Tablebase Compression

Discussion of chess software programming and technical issues.

Moderator: Ras

Michael Neish
Posts: 70
Joined: Wed Apr 05, 2006 9:22 am

Tablebase Compression

Post by Michael Neish »

Hi,

I'm sure that this has been mentioned before, but I can't remember the rebuttal (if there was one).

I don't really know how these databases are set up, so this may seem naive, but here goes ...

Couldn't tablebases be massively compressed by storing instead a reduced number of positions?

For example, if a position is known to be a win, but it takes 50 plies to play out, could a position be stored every ten plies, and the program be relied on to find its way from one to the next by means of normal search?

Opinions welcome. Thanks.

Regards,

Mike.
Dann Corbit
Posts: 12799
Joined: Wed Mar 08, 2006 8:57 pm
Location: Redmond, WA USA

Re: Tablebase Compression

Post by Dann Corbit »

Michael Neish wrote:Hi,

I'm sure that this has been mentioned before, but I can't remember the rebuttal (if there was one).

I don't really know how these databases are set up, so this may seem naive, but here goes ...

Couldn't tablebases be massively compressed by storing instead a reduced number of positions?

For example, if a position is known to be a win, but it takes 50 plies to play out, could a position be stored every ten plies, and the program be relied on to find its way from one to the next by means of normal search?

Opinions welcome. Thanks.

Regards,

Mike.
The positions are already readuced a great deal.
First, the rotations and reflections are removed.
Also, positions that are not possible (like two adjoining kings) are eliminated.

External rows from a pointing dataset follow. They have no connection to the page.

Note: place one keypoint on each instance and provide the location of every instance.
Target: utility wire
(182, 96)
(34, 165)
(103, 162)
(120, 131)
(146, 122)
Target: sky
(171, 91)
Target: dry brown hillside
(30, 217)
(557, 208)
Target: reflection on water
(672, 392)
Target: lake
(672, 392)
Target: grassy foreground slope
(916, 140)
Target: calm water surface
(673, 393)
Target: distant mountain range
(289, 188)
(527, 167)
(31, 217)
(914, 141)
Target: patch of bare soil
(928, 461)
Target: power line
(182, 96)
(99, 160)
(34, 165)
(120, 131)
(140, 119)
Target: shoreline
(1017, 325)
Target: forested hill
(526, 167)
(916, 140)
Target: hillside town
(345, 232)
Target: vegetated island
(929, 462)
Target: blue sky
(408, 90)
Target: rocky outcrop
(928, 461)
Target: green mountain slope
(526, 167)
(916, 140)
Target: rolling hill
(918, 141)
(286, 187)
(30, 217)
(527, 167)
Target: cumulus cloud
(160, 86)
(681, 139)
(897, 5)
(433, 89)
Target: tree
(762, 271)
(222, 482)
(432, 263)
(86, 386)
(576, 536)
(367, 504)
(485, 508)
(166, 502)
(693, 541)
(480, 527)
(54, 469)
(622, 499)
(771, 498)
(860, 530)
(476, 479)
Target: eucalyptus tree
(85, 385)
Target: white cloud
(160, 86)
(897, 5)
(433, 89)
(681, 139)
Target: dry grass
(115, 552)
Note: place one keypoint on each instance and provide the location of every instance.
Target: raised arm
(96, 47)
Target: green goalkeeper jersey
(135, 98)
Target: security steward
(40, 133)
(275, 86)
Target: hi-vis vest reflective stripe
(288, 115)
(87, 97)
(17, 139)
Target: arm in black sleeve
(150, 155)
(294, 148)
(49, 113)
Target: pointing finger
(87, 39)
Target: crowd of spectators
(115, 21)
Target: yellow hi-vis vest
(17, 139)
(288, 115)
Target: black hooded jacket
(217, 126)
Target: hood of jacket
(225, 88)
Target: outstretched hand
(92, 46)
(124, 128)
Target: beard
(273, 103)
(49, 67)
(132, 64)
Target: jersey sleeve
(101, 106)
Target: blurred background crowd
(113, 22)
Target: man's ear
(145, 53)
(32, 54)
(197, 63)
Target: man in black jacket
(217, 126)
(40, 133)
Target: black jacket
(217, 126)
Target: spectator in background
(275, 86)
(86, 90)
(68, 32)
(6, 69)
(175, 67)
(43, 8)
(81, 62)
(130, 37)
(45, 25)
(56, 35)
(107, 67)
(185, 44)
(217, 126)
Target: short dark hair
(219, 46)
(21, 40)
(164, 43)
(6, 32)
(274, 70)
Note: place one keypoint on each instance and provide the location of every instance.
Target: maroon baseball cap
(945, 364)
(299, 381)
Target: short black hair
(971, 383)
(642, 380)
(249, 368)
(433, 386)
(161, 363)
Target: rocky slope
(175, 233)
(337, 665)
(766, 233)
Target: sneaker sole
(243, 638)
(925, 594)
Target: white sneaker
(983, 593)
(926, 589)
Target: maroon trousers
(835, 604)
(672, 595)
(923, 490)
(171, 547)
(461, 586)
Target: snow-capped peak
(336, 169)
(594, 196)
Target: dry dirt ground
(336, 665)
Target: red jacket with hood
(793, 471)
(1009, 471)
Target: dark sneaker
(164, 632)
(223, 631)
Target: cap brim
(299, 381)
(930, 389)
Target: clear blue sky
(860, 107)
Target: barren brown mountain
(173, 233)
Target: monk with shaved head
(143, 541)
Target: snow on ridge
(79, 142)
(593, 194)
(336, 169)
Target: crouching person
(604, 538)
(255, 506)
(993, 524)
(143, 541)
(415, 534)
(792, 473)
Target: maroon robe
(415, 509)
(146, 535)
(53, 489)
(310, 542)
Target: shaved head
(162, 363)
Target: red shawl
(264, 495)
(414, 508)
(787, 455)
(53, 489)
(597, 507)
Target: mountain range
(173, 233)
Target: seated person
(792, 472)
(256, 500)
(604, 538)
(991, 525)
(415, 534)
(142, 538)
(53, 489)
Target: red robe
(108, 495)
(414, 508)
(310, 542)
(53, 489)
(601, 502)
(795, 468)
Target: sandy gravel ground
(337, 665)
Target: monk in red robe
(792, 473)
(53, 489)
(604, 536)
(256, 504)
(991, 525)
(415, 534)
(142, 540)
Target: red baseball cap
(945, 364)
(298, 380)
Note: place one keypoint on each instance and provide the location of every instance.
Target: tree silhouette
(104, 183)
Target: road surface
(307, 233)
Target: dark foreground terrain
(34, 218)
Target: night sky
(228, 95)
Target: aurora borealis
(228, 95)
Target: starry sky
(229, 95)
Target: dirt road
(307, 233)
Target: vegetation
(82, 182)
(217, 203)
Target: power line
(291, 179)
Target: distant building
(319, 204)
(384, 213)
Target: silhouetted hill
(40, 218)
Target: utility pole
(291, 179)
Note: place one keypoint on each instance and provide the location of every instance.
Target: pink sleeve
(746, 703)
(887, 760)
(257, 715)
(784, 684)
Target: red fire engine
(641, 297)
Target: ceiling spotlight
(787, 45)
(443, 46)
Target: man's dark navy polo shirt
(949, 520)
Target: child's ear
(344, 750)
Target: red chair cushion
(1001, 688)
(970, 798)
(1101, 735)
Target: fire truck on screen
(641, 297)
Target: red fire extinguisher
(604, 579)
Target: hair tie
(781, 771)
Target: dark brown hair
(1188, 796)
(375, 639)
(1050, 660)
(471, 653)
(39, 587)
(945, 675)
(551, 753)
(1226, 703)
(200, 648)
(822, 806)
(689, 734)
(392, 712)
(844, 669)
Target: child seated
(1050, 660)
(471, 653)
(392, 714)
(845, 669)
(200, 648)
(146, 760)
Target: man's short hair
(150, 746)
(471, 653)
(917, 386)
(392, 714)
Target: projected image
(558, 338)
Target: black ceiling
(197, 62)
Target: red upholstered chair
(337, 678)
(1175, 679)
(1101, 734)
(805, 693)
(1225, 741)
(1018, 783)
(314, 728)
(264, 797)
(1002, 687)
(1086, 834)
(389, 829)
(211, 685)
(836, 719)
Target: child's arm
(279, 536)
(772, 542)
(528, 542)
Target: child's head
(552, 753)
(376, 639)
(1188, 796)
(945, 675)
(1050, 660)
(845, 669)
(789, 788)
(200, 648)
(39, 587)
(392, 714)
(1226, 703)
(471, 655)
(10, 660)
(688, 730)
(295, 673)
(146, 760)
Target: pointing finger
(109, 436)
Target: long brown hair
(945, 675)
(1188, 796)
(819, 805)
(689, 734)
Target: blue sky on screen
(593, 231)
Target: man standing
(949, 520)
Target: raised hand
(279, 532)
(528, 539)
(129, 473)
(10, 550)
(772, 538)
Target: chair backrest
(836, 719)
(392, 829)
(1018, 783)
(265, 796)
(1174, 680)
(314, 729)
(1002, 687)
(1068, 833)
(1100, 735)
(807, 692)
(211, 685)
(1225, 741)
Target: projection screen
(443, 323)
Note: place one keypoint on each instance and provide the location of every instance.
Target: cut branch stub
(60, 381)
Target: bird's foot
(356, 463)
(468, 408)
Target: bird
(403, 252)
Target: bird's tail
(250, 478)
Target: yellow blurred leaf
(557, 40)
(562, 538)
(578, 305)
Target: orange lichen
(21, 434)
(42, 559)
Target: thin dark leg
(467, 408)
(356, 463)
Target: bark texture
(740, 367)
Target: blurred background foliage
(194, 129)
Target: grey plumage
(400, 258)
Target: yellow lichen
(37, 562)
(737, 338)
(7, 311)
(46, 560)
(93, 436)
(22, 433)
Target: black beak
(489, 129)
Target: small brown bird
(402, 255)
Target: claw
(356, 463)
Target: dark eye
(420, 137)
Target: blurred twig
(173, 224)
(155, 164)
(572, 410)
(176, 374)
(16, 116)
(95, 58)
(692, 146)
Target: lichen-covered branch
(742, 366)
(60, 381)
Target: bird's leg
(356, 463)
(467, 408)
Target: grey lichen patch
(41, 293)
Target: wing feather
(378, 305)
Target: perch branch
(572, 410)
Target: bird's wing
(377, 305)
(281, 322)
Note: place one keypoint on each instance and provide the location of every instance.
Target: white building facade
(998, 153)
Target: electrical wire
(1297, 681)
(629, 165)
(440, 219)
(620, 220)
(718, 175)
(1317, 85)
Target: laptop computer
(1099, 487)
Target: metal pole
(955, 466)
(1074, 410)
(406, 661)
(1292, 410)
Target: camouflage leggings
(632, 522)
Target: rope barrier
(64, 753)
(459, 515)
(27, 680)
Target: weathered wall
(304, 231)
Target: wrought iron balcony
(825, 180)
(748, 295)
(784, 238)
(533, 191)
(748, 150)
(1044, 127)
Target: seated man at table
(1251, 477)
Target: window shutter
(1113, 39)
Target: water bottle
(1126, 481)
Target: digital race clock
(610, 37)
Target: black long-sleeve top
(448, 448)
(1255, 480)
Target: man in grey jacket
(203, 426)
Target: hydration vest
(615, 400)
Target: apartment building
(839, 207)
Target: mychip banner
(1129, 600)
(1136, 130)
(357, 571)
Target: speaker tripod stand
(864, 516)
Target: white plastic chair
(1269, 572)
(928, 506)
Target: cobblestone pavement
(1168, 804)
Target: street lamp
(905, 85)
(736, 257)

So what you end up with is a small file compared to what you might thing would be needed.

After which, the tablebase files are typically compressed with a compression library.

Consider this file:
kqkb.gtb.cp4 which has a size of 935,406 bytes.

Try to come up with a scheme that has the exact answers for any win, loss, or draw between a king and queen verses a king and bishop that can possibly occur and make it fit into less than one million bytes.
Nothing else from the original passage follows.